We do question whether DHS may have been able to better fine tune its estimate by conducting an additional preliminary review of the 907 items to determine more information about the length and content of the emails that may have informed whether each email was likely to take a full five minutes to review and potentially redact. Additionally, in some cases where an initial search identifies a large pool of potentially responsive records but further searching is required in order to identify the records within the pool that are actually responsive to the request, the public body may be able to produce a more accurate cost estimate by providing a two-step prepayment estimate. For example, the public body could first seek prepayment for just identifying which records are actually responsive, and then follow up with a second prepayment estimate for reviewing what would presumably then be a smaller subset of responsive documents. Of course, if the public body takes this approach, it should clearly communicate so to the requestor. In all, we encourage all public bodies to take reasonable steps to best and most accurately communicate an estimate for the production of public documents, and this is particularly important in cases such as this one where an estimate requires a significant financial expenditure. As stated herein, the significant financial estimate in this case is in large part the product of DHS having to examine nearly 1,000 potentially responsive emails to determine whether those emails contain information that may be redacted in accordance with the APRA.

 

We do not find that DHS’s estimate in this case violated the APRA. To the extent the Complainant would like to make a new APRA request to DHS clarifying that he is only seeking emails to or from certain specific email addresses, or to otherwise narrow the scope of the request to include certain keywords (for instance, regarding a subject-matter), he is free to do so and DHS would be required to provide a prepayment estimate in accordance with the APRA.

 

Conclusion

 

Although this Office has found no violation, nothing within the APRA prohibits an individual or entity from instituting an action for injunctive or declaratory relief in Superior Court as provided in the APRA.  See R.I. Gen.

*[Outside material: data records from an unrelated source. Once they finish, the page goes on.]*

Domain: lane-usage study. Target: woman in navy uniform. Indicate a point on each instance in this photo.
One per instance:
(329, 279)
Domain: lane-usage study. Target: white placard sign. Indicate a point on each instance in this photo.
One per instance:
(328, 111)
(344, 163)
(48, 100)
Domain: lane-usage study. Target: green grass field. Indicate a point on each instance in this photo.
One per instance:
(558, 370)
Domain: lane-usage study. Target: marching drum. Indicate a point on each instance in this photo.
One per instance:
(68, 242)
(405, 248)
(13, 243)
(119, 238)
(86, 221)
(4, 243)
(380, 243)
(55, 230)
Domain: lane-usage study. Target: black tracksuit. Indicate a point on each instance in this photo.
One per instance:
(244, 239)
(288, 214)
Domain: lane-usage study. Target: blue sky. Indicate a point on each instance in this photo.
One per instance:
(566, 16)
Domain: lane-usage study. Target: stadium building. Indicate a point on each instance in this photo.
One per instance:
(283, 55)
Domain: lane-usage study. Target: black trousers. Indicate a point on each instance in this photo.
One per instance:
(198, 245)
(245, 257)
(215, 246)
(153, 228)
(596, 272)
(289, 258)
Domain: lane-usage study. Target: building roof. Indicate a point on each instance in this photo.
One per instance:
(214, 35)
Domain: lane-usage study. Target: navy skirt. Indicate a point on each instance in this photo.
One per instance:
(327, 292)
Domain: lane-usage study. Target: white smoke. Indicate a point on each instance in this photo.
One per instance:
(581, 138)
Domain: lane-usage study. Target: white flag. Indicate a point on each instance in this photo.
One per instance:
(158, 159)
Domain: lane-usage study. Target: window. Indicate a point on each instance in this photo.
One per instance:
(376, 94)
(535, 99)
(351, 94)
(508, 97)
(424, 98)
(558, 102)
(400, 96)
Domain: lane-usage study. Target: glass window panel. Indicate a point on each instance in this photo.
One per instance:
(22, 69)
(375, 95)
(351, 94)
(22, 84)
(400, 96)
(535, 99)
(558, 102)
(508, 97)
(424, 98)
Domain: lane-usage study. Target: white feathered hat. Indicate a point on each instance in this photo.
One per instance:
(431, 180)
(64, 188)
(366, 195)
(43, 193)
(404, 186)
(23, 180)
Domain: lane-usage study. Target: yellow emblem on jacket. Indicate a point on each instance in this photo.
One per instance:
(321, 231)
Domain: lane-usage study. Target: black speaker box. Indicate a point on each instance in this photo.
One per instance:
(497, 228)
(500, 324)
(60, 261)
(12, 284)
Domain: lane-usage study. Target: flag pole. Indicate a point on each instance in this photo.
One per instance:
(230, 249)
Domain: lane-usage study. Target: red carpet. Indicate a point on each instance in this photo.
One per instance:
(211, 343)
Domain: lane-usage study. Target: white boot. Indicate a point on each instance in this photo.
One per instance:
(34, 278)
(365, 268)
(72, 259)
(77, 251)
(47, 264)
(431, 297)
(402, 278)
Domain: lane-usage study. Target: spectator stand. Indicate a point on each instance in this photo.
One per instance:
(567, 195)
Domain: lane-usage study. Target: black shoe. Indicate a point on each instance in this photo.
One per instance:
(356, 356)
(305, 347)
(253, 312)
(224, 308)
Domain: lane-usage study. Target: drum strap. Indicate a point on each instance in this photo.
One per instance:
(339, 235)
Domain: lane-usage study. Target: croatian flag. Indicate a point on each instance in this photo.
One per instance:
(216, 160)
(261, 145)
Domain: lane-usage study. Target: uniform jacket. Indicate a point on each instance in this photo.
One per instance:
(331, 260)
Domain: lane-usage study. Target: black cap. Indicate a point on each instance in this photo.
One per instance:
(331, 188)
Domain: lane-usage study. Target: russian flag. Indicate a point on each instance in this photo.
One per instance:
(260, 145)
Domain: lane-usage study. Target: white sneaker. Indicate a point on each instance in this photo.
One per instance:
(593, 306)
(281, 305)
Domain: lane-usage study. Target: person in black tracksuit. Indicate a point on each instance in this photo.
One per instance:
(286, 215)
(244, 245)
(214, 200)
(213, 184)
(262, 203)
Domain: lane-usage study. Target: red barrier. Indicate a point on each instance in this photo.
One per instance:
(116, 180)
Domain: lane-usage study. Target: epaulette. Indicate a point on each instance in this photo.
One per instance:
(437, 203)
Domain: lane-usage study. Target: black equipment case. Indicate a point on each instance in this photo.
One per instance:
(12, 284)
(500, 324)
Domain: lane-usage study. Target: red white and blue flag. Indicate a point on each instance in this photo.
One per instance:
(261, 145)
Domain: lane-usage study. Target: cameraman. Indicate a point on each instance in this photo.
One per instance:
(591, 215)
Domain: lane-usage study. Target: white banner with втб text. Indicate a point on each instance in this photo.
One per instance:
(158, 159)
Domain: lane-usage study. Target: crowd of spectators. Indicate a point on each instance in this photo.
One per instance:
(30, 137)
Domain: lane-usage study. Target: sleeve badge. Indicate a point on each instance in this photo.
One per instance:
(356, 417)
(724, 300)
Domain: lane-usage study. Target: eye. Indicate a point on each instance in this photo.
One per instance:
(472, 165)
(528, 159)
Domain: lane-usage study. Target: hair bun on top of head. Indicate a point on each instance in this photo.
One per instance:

Laws § 38-2-8(b).  Please be advised that we are closing this file as of the date of this letter.

 

We thank you for your interest in keeping government open and accountable to the public.

 

 

 

Sincerely,

 

PETER F. NERONHA

ATTORNEY GENERAL

 

By: /s/ Katherine Sadeck

Katherine Sadeck

Assistant Attorney General

 

 

 

APRA


[1] DHS also states that “[n]either DHS nor DoIT records text messages.”

[2] It seems the spelling of this email address that the Complainant states should have been used as a search term may be a typographical error since the APRA request sought emails to “Sarah” Pagano and DHS searched and located potentially responsive records using the term “Sarah Pagano.”